[issue39564] Parsed expression has wrong col_offset when concatenating f-strings

Eric V. Smith report at bugs.python.org
Wed Feb 5 20:48:00 EST 2020


Eric V. Smith <eric at trueblade.com> added the comment:

Yes, my approach is to use the tokenizer to produce the parts of the f-string, instead of treating it as a normal string and making a second pass to parse out the pieces. I've been discussing this for a few years, and at last PyCon I talked to many tool vendors (editors, type checkers, etc.) to gather opinions, and no one was opposed. I've also had a few discussions since then, which were also positive. So I think I'll try to move ahead on it.

I'm not sure this is the best place to discuss it, but let me give a little example on why it's complicated.

Consider: f"x{y:.2f}z{a!s:10}b"

What type of token is ".2f", and how does the tokenizer recognize it? Or maybe the token is ":.2f". It can be an arbitrary sequence of characters (with a few restrictions, like no newlines), ending before a right brace. And there's the issue of backslash escapes there.

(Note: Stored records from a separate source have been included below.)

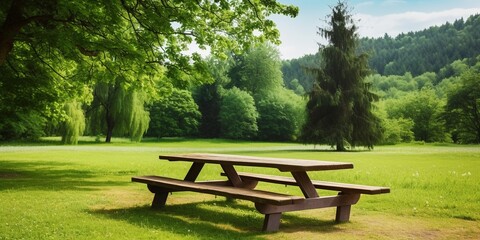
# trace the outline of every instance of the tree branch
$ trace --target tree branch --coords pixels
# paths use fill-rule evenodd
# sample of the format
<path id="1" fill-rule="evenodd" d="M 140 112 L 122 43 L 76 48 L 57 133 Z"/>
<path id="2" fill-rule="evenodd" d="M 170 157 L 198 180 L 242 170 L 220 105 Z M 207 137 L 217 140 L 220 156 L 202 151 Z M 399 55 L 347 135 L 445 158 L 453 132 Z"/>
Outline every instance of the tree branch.
<path id="1" fill-rule="evenodd" d="M 35 53 L 35 55 L 37 55 L 37 58 L 43 63 L 45 64 L 48 68 L 50 68 L 50 70 L 52 70 L 55 74 L 57 74 L 58 76 L 60 76 L 61 78 L 63 79 L 67 79 L 65 76 L 63 76 L 62 74 L 60 74 L 59 72 L 57 72 L 57 70 L 55 70 L 54 67 L 52 67 L 49 63 L 47 63 L 45 60 L 43 60 L 43 58 L 40 56 L 40 54 L 38 53 L 37 49 L 30 44 L 30 47 L 33 49 L 33 52 Z"/>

And the f"{z = :20}" thing we added doesn't make this any easier, since whitespace is significant after the "=" and before the ":", if it exists. And I need the entire text of the expression, before it's parsed, to make it work. I don't think that "unparsing" could ever be made to work in this case, or at least not so as to be compatible with 3.8 and preserving whitespace.

I really haven't looked at what's involved in the implementation in any greater depth: my first goal was (and will be) to get buy-off on the change, then to look at implementation issues. PEP 536 has some discussion of this, but if I go forward I would want to start from scratch (and reject PEP 536).

As far as the patch I was working on: the general problem is that you have to "prime" the compiler with a line number and column to start on, instead of it assuming line 1 column 1. Despite spending the better part of a week on it at the core sprints 1.5 years ago, I never got it to work (although I did delete and simplify a few functions, so it was a net win anyway). I wouldn't be opposed to a patch to fix this.